Another factor that affects salivary pH and biofilm organization is the host’s diet 5 ; though it has been challenging to understand the complexity of microbial communities interacting with the nutrients in the diet 18 . The authors of a recent systematic review concluded that fixed orthodontic appliances cause major changes in the oral microbiota one month after being installed, regardless of the difficulty of standardizing the results given the different methods for sample collection and microbial count. None of the 51 prospective studies assessed the patients’ diet, and not all of them presented high methodological quality 4 .

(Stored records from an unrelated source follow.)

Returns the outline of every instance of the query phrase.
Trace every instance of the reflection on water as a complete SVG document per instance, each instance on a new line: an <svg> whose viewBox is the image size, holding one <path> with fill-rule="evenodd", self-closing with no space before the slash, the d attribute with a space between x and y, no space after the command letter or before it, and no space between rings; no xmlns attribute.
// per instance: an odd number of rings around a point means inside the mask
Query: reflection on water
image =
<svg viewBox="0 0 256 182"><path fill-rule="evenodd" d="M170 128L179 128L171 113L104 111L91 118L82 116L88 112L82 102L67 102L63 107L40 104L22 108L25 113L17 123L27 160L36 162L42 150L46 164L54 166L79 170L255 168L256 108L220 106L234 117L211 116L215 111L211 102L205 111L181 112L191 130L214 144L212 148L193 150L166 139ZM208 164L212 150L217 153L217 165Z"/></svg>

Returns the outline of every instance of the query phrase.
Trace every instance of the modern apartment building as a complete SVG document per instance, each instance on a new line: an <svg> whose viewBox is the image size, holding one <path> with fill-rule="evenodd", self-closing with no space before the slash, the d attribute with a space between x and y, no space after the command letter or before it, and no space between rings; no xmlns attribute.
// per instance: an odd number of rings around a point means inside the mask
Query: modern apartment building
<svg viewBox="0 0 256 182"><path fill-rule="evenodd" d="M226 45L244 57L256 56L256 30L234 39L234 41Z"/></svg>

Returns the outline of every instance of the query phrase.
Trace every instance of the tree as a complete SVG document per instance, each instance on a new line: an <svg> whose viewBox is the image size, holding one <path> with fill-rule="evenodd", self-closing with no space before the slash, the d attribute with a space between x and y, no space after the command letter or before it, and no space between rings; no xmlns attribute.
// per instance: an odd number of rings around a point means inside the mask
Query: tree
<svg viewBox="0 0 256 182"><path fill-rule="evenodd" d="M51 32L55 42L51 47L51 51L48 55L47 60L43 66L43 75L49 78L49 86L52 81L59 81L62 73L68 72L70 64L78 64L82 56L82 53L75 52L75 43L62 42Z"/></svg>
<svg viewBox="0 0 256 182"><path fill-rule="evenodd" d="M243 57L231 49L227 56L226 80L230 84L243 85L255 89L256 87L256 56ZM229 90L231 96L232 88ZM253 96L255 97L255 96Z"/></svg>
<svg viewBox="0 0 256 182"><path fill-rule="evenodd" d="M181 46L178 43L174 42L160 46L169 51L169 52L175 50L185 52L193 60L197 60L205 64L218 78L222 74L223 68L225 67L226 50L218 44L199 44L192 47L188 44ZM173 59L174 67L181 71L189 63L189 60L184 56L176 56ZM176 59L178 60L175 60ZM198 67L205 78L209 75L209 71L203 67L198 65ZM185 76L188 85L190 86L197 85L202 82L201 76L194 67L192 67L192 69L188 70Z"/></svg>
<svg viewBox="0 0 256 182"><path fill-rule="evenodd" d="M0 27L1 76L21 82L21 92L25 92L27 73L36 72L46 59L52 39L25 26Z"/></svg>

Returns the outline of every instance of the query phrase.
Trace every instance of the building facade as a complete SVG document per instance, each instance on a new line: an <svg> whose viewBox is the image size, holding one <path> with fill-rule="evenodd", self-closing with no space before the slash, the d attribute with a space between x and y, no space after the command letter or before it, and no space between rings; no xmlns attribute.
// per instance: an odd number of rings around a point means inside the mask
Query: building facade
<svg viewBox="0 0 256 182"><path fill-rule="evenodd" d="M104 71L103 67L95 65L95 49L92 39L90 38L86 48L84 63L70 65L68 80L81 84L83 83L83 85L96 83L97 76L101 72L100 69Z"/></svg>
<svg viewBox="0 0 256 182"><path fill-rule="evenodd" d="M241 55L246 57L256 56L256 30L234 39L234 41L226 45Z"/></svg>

A review by Freitas et al. (2014) found moderate evidence supporting changes in the quantity and quality of the oral microbiota due to the presence of fixed orthodontic appliances, possibly because it included eight articles with samples collected from oral mucosa as well as intraoral appliances. The review also highlights the lack of diet assessment and the impact of individual oral hygiene practices 19 . In our study, all three groups reported good oral hygiene measures, including tooth brushing, use of dental floss and mouthwash, perhaps because all the participants were university students, of whom 13 (61.9%) were in the undergraduate dentistry degree program. These 13 participants were evenly distributed across the three groups.
Regarding salivary pH levels, previous studies recommend caution when reviewing study results because salivary properties may vary depending on age, circadian rhythm, time of day and level of hydration, among other factors 20 . In the current study, salivary pH was measured using a digital pH meter, and all samples were collected during the morning, allowing no more than 30 minutes between collection and measurement. Lower pH values were found in the group with metal orthodontic appliances (p=0.0478), as was also reported by Kanaya et al., who found lower salivary pH levels in participants with orthodontic appliances than in those without orthodontic appliances (p=0.001) 20 .

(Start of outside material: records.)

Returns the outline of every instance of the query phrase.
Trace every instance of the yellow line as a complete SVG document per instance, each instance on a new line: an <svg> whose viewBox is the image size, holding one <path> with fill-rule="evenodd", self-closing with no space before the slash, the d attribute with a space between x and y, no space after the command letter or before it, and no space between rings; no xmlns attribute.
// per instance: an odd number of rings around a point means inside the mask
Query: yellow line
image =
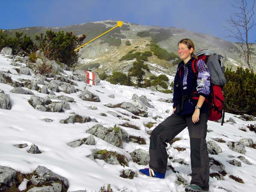
<svg viewBox="0 0 256 192"><path fill-rule="evenodd" d="M80 48L81 48L82 47L84 47L84 45L86 45L86 44L88 44L88 43L90 43L90 42L92 42L93 41L94 41L94 40L95 40L95 39L96 39L97 38L99 38L99 37L100 37L100 36L101 36L103 35L104 35L104 34L105 34L107 33L107 32L110 32L110 31L111 31L111 30L113 30L113 29L115 29L116 27L118 27L118 25L116 25L116 26L114 26L114 27L113 27L113 28L111 28L111 29L109 29L109 30L108 30L108 31L107 31L106 32L104 32L103 33L102 33L102 34L101 34L101 35L99 35L98 37L96 37L96 38L94 38L94 39L92 39L92 40L90 40L90 41L88 41L87 43L85 43L83 45L81 45L80 47L78 47L78 48L77 48L76 49L75 49L75 50L74 50L75 51L76 51L77 50L78 50L78 49L79 49Z"/></svg>

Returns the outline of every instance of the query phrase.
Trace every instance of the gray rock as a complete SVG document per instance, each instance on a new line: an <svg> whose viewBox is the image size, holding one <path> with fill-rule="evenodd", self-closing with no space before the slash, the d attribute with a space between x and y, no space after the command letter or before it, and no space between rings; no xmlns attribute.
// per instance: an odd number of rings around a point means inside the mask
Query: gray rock
<svg viewBox="0 0 256 192"><path fill-rule="evenodd" d="M111 103L108 103L107 104L104 105L110 108L114 108L114 106L113 106L113 104L111 104Z"/></svg>
<svg viewBox="0 0 256 192"><path fill-rule="evenodd" d="M228 121L233 123L236 123L236 121L235 121L232 117L230 117L229 119L228 119Z"/></svg>
<svg viewBox="0 0 256 192"><path fill-rule="evenodd" d="M162 102L165 102L166 103L172 103L173 102L172 102L172 99L165 99L160 98L157 100L158 101Z"/></svg>
<svg viewBox="0 0 256 192"><path fill-rule="evenodd" d="M154 119L155 120L157 120L158 118L163 119L163 117L162 117L161 116L159 116L159 115L157 115L156 116L155 116L153 117L153 119Z"/></svg>
<svg viewBox="0 0 256 192"><path fill-rule="evenodd" d="M240 162L239 161L238 161L237 160L236 160L235 159L228 161L228 163L229 163L231 165L233 165L233 166L237 166L238 167L241 167L242 165L242 163L241 163L241 162Z"/></svg>
<svg viewBox="0 0 256 192"><path fill-rule="evenodd" d="M241 143L240 142L234 142L233 141L229 141L227 142L227 146L228 148L238 153L244 154L245 153L245 145Z"/></svg>
<svg viewBox="0 0 256 192"><path fill-rule="evenodd" d="M58 180L61 181L65 188L69 187L67 179L56 174L46 167L38 166L31 177L30 181L33 185L43 184L46 182Z"/></svg>
<svg viewBox="0 0 256 192"><path fill-rule="evenodd" d="M28 152L33 154L39 154L42 153L39 150L38 147L34 143L31 144L31 146L30 147L30 148Z"/></svg>
<svg viewBox="0 0 256 192"><path fill-rule="evenodd" d="M136 100L137 100L138 99L139 99L139 96L138 96L137 94L134 93L132 96L132 97L131 98L131 100L135 101Z"/></svg>
<svg viewBox="0 0 256 192"><path fill-rule="evenodd" d="M122 148L122 137L119 128L108 129L101 124L96 124L92 127L87 133L93 134L118 147Z"/></svg>
<svg viewBox="0 0 256 192"><path fill-rule="evenodd" d="M46 108L45 108L44 106L41 105L37 105L35 107L35 109L36 109L37 110L43 112L45 112L47 110Z"/></svg>
<svg viewBox="0 0 256 192"><path fill-rule="evenodd" d="M59 65L57 62L54 60L51 61L51 63L52 66L52 71L51 73L53 74L57 74L59 72L63 72L63 69L62 69L60 65Z"/></svg>
<svg viewBox="0 0 256 192"><path fill-rule="evenodd" d="M135 172L131 169L125 169L121 173L120 177L126 178L133 179L135 176Z"/></svg>
<svg viewBox="0 0 256 192"><path fill-rule="evenodd" d="M252 163L249 161L249 160L244 156L239 156L237 158L240 159L242 162L244 163L247 165L252 165Z"/></svg>
<svg viewBox="0 0 256 192"><path fill-rule="evenodd" d="M98 109L98 108L97 107L93 105L89 106L88 107L88 108L92 109L93 110L96 110Z"/></svg>
<svg viewBox="0 0 256 192"><path fill-rule="evenodd" d="M99 115L100 115L101 116L107 116L107 115L104 113L99 113Z"/></svg>
<svg viewBox="0 0 256 192"><path fill-rule="evenodd" d="M27 76L30 76L31 75L30 70L29 67L20 67L20 73L23 75L26 75Z"/></svg>
<svg viewBox="0 0 256 192"><path fill-rule="evenodd" d="M1 50L0 54L12 55L12 49L11 47L3 47Z"/></svg>
<svg viewBox="0 0 256 192"><path fill-rule="evenodd" d="M115 112L114 112L114 111L109 111L107 113L110 114L111 115L113 115L114 116L116 116L116 117L121 117L121 116L120 115L119 115L117 113L116 113Z"/></svg>
<svg viewBox="0 0 256 192"><path fill-rule="evenodd" d="M0 109L10 110L11 108L10 96L7 94L0 93Z"/></svg>
<svg viewBox="0 0 256 192"><path fill-rule="evenodd" d="M253 140L250 138L241 139L239 140L239 142L244 145L247 147L251 147L253 144Z"/></svg>
<svg viewBox="0 0 256 192"><path fill-rule="evenodd" d="M48 94L49 92L48 90L48 88L47 87L47 86L46 85L44 85L43 87L42 87L40 92L42 93Z"/></svg>
<svg viewBox="0 0 256 192"><path fill-rule="evenodd" d="M70 94L76 92L75 87L69 83L63 83L61 87L63 89L63 91L66 93Z"/></svg>
<svg viewBox="0 0 256 192"><path fill-rule="evenodd" d="M31 84L28 87L32 90L38 90L39 89L39 87L38 86L37 82L35 81L32 81Z"/></svg>
<svg viewBox="0 0 256 192"><path fill-rule="evenodd" d="M114 99L115 98L115 94L111 94L108 96L108 97L110 98Z"/></svg>
<svg viewBox="0 0 256 192"><path fill-rule="evenodd" d="M51 80L48 85L48 89L55 92L59 92L58 84L59 82L60 81L59 80Z"/></svg>
<svg viewBox="0 0 256 192"><path fill-rule="evenodd" d="M43 186L41 187L34 187L27 191L27 192L61 192L62 190L61 184L58 183L52 183L51 186Z"/></svg>
<svg viewBox="0 0 256 192"><path fill-rule="evenodd" d="M127 143L129 143L129 140L130 139L129 134L122 128L120 128L120 130L121 130L121 134L122 134L123 142Z"/></svg>
<svg viewBox="0 0 256 192"><path fill-rule="evenodd" d="M247 115L246 114L244 114L244 115L241 116L240 117L239 117L239 118L243 120L243 121L256 121L256 118L253 116Z"/></svg>
<svg viewBox="0 0 256 192"><path fill-rule="evenodd" d="M74 101L74 98L73 97L68 97L64 95L60 95L58 96L58 99L64 102L72 102Z"/></svg>
<svg viewBox="0 0 256 192"><path fill-rule="evenodd" d="M18 148L25 148L28 146L28 144L26 143L23 143L18 145L14 145L14 146Z"/></svg>
<svg viewBox="0 0 256 192"><path fill-rule="evenodd" d="M86 140L84 143L85 145L95 145L95 139L92 135L90 135L86 138Z"/></svg>
<svg viewBox="0 0 256 192"><path fill-rule="evenodd" d="M74 114L70 116L66 119L61 120L60 121L61 123L75 123L78 122L84 123L86 122L91 121L91 119L89 116L82 116L78 114Z"/></svg>
<svg viewBox="0 0 256 192"><path fill-rule="evenodd" d="M218 154L222 152L222 149L218 144L213 141L209 141L207 143L208 153L211 154Z"/></svg>
<svg viewBox="0 0 256 192"><path fill-rule="evenodd" d="M139 165L147 165L149 163L149 154L141 148L135 150L130 154L134 162Z"/></svg>
<svg viewBox="0 0 256 192"><path fill-rule="evenodd" d="M184 185L186 185L188 183L188 182L182 177L181 175L178 174L176 175L177 176L177 181L175 182L175 183L178 185L180 185L183 184Z"/></svg>
<svg viewBox="0 0 256 192"><path fill-rule="evenodd" d="M23 94L24 95L34 95L34 93L30 90L25 90L22 87L15 87L10 91L11 93L17 94Z"/></svg>
<svg viewBox="0 0 256 192"><path fill-rule="evenodd" d="M209 163L210 168L219 173L221 174L225 170L225 166L213 157L209 157Z"/></svg>
<svg viewBox="0 0 256 192"><path fill-rule="evenodd" d="M42 121L44 121L47 122L52 122L53 121L52 119L48 118L43 119L42 119Z"/></svg>
<svg viewBox="0 0 256 192"><path fill-rule="evenodd" d="M7 189L16 183L16 171L0 166L0 190Z"/></svg>
<svg viewBox="0 0 256 192"><path fill-rule="evenodd" d="M50 90L50 92L49 92L49 95L55 95L55 93L52 90Z"/></svg>
<svg viewBox="0 0 256 192"><path fill-rule="evenodd" d="M48 105L47 110L52 112L61 113L63 112L64 103L62 102L56 102L51 103Z"/></svg>
<svg viewBox="0 0 256 192"><path fill-rule="evenodd" d="M78 97L84 101L100 102L99 96L87 90L84 90L80 94L78 95Z"/></svg>
<svg viewBox="0 0 256 192"><path fill-rule="evenodd" d="M77 147L81 145L84 143L84 140L79 140L76 141L73 141L72 142L69 143L67 145L72 147Z"/></svg>
<svg viewBox="0 0 256 192"><path fill-rule="evenodd" d="M49 99L32 96L29 100L29 102L35 108L38 105L44 106L46 105L49 105L52 103L52 101Z"/></svg>
<svg viewBox="0 0 256 192"><path fill-rule="evenodd" d="M62 108L65 109L70 110L70 105L67 102L65 102L63 103L63 105Z"/></svg>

The morning was chosen as the best time to collect the saliva because many studies reported having conducted this procedure between 7:30 and 11:30 a.m. 21,22, 23 . These studies suggest that collecting saliva samples in the morning helps control fluctuations in salivary microbial counts that occur throughout the day. Petti et al. (2001) also recommend that saliva samples should be collected before eating and tooth brushing 24 , as it was done in the current study.

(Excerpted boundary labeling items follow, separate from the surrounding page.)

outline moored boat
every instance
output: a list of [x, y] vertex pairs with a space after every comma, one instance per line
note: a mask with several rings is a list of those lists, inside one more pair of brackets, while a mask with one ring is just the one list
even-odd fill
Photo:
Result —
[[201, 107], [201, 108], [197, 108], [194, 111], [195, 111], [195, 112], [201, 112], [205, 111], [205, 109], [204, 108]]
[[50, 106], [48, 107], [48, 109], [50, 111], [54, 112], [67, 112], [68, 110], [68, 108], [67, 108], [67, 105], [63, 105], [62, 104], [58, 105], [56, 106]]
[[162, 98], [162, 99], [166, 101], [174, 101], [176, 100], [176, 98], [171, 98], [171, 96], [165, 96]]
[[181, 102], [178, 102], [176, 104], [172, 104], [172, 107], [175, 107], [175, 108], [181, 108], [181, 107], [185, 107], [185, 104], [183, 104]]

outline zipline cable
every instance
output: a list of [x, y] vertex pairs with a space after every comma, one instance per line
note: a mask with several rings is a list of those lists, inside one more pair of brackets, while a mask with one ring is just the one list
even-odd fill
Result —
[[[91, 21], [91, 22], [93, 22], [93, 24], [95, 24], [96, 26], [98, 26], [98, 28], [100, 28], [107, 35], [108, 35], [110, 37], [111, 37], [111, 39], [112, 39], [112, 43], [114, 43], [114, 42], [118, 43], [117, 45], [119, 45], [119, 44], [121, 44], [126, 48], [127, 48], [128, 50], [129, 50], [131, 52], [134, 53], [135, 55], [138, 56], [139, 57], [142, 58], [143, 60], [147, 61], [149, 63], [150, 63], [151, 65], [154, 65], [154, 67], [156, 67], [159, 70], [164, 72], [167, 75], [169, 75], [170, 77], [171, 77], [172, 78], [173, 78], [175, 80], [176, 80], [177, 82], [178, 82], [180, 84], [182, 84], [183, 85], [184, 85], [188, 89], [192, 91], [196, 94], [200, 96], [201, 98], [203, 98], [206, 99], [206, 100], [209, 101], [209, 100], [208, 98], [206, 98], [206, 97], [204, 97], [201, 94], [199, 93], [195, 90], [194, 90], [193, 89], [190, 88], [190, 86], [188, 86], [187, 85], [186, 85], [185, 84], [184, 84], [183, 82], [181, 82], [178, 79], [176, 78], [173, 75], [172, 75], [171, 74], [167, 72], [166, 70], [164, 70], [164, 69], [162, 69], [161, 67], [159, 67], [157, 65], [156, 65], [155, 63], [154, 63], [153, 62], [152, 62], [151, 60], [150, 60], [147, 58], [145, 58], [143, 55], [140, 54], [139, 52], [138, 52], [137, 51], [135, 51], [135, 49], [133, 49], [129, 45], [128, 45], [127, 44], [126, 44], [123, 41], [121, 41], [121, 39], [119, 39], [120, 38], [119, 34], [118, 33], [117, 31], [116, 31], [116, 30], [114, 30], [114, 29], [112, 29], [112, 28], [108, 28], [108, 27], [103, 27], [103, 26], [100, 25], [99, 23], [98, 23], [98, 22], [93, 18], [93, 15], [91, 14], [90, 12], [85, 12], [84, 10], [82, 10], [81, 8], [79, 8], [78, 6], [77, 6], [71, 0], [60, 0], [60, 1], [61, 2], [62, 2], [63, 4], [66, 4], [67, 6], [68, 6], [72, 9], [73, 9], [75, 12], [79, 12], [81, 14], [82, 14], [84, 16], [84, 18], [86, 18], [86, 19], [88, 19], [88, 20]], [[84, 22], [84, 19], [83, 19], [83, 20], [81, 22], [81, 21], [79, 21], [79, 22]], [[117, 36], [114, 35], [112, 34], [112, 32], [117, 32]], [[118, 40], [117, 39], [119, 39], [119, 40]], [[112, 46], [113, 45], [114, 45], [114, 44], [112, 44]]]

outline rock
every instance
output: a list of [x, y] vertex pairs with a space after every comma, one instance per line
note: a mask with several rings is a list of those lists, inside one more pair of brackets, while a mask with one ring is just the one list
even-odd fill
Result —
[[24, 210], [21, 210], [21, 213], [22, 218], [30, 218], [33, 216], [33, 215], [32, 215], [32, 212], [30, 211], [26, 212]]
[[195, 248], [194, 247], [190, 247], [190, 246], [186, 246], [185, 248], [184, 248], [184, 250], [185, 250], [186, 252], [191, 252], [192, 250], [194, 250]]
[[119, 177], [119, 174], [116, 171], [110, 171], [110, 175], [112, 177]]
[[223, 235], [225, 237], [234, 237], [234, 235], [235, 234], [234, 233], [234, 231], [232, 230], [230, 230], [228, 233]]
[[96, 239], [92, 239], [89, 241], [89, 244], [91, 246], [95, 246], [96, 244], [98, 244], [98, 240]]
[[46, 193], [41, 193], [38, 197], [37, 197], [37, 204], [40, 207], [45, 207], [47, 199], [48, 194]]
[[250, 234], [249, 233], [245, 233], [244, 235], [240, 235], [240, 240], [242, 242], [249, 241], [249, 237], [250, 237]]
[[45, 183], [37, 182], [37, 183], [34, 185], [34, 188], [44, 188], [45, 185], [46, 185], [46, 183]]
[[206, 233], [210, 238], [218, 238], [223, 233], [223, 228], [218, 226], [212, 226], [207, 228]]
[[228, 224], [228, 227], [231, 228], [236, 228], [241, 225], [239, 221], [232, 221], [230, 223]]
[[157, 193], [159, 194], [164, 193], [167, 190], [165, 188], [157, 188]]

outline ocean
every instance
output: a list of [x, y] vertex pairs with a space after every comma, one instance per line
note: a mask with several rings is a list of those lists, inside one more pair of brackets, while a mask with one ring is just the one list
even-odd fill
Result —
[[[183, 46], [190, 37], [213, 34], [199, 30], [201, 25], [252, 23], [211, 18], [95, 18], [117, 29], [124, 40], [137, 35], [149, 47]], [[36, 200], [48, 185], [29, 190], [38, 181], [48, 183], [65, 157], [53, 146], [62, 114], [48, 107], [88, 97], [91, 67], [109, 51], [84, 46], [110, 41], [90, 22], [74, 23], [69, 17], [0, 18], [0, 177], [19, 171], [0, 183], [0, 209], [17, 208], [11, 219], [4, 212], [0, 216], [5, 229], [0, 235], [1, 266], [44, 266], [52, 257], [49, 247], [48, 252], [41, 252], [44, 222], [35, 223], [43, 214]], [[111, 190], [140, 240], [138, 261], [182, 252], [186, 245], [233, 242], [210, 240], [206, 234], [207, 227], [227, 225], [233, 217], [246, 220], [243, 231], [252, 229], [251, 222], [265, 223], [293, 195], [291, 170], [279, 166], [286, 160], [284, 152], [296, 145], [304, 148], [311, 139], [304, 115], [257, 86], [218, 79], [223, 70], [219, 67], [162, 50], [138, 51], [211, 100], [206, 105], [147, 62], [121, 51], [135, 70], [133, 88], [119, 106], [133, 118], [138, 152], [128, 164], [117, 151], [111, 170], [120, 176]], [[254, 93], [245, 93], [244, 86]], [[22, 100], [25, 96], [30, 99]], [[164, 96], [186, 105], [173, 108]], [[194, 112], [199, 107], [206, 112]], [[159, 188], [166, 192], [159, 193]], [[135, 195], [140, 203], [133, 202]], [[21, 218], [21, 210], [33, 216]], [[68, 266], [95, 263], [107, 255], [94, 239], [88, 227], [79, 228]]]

A limitation of the current study was the sample size. There were 21 participants, in accordance with sample sizes reported in previous studies with similar aims, albeit with different designs. The cross-sectional design used is also a limitation because saliva samples were collected at one specific point in time instead of longitudinally. Another limitation was not having carried out a clinical examination, even though the study did not aim to correlate oral health status with the S. mutans CFU/mL count. Despite these limitations, it is important to note that this study estimated microbial populations using saliva samples to count S. mutans CFU/mL, which involves more methodical and rigorous labor than do microbial counts using bacteria test kits. Moreover, there are advantages to using saliva samples: saliva is easy to collect, the procedure is non-invasive, and there is no requirement to collect saliva from specific sites within the oral cavity, unlike bacterial plaque samples, which are generally site-specific 25 . Nonetheless, excellent agreement has been found between results from stimulated saliva samples and plaque samples for quantitative evaluation of S. mutans 26 .
This study serves as a reference point for further studies on salivary S. mutans CFU count in relation to the presence and absence of metal and non-metal orthodontic appliances, considering that there are currently no publications on the subject in Colombia.